The other problem that i face is with converting the term document matrix into a data frame. As i am working on large samples of data, I run into memory errors.
Is there a simple solution for this?
Try this
data("crude")
myTdm <- as.matrix(TermDocumentMatrix(crude))
FreqMat <- data.frame(ST = rownames(myTdm),
Freq = rowSums(myTdm),
row.names = NULL)
head(FreqMat, 10)
# ST Freq
# 1 "(it) 1
# 2 "demand 1
# 3 "expansion 1
# 4 "for 1
# 5 "growth 1
# 6 "if 1
# 7 "is 2
# 8 "may 1
# 9 "none 2
# 10 "opec 2
I have the following lines in R that can help to create word frequencies and put them in a table, it reads the file of text in .txt format and create the frequencies of words, I hope that this can help to anyone interested.
avisos<- scan("anuncio.txt", what="character", sep="\n")
avisos1 <- tolower(avisos)
avisos2 <- strsplit(avisos1, "\\W")
avisos3 <- unlist(avisos2)
freq<-table(avisos3)
freq1<-sort(freq, decreasing=TRUE)
temple.sorted.table<-paste(names(freq1), freq1, sep="\\t")
cat("Word\tFREQ", temple.sorted.table, file="anuncio.txt", sep="\n")
Looking at the source of findFreqTerms, it appears that the function slam::row_sums does the trick when called on a term-document matrix. Try, for instance:
data(crude)
slam::row_sums(TermDocumentMatrix(crude))

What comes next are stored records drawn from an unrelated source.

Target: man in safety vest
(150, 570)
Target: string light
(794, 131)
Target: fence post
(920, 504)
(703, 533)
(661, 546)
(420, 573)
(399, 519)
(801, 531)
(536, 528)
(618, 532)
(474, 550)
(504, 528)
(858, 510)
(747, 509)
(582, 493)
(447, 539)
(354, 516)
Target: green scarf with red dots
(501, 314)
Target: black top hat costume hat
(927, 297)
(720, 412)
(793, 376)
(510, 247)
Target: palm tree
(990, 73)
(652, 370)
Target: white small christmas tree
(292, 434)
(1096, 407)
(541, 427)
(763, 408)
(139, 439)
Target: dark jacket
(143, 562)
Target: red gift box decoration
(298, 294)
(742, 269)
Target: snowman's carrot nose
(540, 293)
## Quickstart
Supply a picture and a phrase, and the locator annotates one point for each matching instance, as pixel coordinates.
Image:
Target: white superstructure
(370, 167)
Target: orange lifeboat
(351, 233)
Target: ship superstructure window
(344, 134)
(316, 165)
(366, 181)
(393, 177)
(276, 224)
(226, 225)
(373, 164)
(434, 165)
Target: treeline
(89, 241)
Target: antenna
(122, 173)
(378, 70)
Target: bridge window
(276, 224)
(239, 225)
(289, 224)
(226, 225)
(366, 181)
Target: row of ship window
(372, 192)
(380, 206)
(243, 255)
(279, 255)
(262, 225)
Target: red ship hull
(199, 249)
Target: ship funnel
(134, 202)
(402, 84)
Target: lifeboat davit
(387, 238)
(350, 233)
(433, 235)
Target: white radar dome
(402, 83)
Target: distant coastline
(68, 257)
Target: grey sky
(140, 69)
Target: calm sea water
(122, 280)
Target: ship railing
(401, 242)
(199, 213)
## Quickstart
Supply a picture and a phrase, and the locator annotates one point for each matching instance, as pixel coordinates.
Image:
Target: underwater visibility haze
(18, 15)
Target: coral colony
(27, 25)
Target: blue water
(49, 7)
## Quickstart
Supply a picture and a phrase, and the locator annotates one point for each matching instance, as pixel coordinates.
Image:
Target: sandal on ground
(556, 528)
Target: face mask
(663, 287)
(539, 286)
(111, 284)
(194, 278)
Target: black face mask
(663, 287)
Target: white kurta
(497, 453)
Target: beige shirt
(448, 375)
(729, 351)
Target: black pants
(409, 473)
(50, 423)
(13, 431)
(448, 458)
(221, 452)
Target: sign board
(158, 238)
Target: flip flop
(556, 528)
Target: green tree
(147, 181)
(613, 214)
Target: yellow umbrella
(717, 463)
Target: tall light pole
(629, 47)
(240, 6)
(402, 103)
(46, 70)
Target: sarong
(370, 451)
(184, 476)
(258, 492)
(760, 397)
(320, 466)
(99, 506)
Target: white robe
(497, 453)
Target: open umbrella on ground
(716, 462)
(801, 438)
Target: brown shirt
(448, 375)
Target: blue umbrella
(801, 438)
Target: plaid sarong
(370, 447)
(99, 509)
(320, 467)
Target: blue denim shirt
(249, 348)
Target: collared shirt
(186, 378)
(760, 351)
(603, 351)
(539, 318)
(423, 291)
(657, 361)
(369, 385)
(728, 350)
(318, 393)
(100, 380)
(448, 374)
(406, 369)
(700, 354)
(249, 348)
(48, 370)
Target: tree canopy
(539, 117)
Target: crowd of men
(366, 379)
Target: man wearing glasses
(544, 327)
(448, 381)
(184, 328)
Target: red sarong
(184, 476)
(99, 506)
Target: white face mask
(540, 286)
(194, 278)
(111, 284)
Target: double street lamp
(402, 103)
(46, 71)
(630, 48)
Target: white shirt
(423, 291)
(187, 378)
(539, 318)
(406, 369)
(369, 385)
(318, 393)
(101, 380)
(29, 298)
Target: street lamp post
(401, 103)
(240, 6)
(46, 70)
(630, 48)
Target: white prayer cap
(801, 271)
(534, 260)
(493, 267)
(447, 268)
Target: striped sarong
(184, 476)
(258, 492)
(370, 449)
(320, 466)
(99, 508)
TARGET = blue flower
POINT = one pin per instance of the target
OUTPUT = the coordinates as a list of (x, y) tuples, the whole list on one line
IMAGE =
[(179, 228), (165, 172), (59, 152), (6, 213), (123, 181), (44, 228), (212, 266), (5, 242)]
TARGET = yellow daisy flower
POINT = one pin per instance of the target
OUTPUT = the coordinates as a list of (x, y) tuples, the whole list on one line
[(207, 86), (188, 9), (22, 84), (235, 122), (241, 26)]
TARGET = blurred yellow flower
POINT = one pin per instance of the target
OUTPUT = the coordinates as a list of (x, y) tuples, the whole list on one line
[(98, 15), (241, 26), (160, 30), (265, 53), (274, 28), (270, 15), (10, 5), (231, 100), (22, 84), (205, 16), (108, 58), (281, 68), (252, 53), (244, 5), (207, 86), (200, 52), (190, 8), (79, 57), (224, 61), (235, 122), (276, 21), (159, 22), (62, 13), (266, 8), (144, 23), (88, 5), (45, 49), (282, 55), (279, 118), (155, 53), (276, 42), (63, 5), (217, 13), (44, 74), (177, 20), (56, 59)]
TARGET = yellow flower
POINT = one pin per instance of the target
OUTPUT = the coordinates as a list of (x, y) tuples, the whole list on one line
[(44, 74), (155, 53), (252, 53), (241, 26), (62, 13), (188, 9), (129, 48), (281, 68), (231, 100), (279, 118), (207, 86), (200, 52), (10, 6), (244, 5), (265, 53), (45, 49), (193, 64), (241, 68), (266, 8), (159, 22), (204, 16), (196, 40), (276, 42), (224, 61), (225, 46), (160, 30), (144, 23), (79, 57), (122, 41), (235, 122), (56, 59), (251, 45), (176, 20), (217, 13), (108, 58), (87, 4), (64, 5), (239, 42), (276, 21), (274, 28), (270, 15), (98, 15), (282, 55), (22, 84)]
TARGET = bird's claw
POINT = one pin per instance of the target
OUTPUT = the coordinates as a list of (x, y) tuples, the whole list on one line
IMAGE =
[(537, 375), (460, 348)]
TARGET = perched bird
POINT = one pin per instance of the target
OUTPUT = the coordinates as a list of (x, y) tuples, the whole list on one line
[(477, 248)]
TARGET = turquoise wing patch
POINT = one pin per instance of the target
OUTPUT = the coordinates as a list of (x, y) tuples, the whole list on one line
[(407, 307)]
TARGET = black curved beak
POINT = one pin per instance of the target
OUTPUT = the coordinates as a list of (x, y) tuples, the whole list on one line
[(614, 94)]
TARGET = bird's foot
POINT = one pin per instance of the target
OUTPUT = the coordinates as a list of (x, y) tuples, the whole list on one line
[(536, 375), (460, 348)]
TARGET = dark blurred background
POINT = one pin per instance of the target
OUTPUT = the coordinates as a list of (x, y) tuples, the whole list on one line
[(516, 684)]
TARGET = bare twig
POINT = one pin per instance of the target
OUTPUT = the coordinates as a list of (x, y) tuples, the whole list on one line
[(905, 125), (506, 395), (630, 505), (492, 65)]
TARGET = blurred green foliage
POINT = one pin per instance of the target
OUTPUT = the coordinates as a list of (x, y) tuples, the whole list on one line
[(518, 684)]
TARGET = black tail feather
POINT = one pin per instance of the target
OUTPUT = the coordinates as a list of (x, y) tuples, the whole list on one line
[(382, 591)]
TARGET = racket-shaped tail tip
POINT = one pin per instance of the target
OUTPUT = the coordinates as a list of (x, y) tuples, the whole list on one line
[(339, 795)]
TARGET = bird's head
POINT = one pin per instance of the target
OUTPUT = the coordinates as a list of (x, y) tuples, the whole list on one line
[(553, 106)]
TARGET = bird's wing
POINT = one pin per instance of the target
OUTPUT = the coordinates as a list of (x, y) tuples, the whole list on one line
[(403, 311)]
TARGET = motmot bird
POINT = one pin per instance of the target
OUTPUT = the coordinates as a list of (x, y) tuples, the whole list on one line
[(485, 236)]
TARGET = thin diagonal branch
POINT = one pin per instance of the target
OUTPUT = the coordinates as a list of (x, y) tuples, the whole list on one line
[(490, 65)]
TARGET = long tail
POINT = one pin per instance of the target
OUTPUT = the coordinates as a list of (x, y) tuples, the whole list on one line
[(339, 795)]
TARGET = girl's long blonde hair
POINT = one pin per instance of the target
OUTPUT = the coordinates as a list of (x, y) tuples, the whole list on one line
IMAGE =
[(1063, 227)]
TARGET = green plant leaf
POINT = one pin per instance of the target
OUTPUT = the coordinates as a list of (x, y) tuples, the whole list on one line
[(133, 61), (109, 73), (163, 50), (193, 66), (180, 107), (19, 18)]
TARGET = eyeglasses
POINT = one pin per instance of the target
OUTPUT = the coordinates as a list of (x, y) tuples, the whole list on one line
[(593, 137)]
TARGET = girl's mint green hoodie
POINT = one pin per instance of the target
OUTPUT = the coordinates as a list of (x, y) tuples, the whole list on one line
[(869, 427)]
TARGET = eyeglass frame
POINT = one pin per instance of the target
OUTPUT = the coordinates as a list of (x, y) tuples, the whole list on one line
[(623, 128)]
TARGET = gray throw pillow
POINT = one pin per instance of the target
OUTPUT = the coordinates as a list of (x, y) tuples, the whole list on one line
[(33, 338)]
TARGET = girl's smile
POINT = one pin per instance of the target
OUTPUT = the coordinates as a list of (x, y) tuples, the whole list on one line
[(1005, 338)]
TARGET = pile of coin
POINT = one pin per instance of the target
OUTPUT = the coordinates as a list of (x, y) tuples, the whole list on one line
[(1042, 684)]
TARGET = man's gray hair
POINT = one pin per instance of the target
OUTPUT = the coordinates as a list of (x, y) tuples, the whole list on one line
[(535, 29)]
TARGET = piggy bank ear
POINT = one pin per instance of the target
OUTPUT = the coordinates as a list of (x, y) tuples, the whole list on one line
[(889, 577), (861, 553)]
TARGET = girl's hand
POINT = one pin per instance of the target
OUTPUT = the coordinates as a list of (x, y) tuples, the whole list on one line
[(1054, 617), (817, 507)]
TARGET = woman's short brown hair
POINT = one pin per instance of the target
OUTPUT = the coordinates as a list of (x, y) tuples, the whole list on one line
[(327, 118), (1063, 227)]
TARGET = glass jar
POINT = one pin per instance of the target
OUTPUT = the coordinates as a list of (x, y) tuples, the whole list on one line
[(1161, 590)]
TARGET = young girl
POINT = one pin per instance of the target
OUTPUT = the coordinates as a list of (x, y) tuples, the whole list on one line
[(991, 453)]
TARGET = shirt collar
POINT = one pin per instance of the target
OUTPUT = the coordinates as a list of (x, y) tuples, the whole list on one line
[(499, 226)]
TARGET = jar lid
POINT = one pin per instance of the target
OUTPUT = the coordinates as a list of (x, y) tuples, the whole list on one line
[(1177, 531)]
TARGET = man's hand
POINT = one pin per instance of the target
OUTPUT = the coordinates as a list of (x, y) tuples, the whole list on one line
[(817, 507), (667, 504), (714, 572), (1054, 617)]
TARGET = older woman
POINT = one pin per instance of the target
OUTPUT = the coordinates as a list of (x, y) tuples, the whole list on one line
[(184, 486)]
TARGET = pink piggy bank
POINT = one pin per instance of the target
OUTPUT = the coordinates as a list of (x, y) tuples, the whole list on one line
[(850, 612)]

Depending on your needs, using some tidyverse functions might be a rough solution that offers some flexibility in terms of how you handle capitalization, punctuation, and stop words:
text_string <- 'I have been using the tm package to run some text analysis. My problem is with creating a list with words and their frequencies associated with the same. I typically use the following code for generating list of words in a frequency range. Is there any way to automate this such that we get a dataframe with all words and their frequency?
The other problem that i face is with converting the term document matrix into a data frame. As i am working on large samples of data, I run into memory errors. Is there a simple solution for this?'
stop_words <- c('a', 'and', 'for', 'the') # just a sample list of words I don't care about
library(tidyverse)
data_frame(text = text_string) %>%
mutate(text = tolower(text)) %>%
mutate(text = str_remove_all(text, '[[:punct:]]')) %>%
mutate(tokens = str_split(text, "\\s+")) %>%
unnest() %>%
count(tokens) %>%
filter(!tokens %in% stop_words) %>%
mutate(freq = n / sum(n)) %>%
arrange(desc(n))
# A tibble: 64 x 3
tokens n freq
<chr> <int> <dbl>
1 i 5 0.0581
2 with 5 0.0581
3 is 4 0.0465
4 words 3 0.0349
5 into 2 0.0233
6 list 2 0.0233
7 of 2 0.0233
8 problem 2 0.0233
9 run 2 0.0233
10 that 2 0.0233
# ... with 54 more rows
a = scan(file='~/Desktop//test.txt',what="list")
a1 = data.frame(lst=a)
count(a1,vars="lst")
seems to work to get simple frequencies. I've used scan because I had a txt file, but it should work with read.csv too.
Does apply(myTdm, 1, sum) or rowSums(as.matrix(myTdm)) give the ngram counts you're after?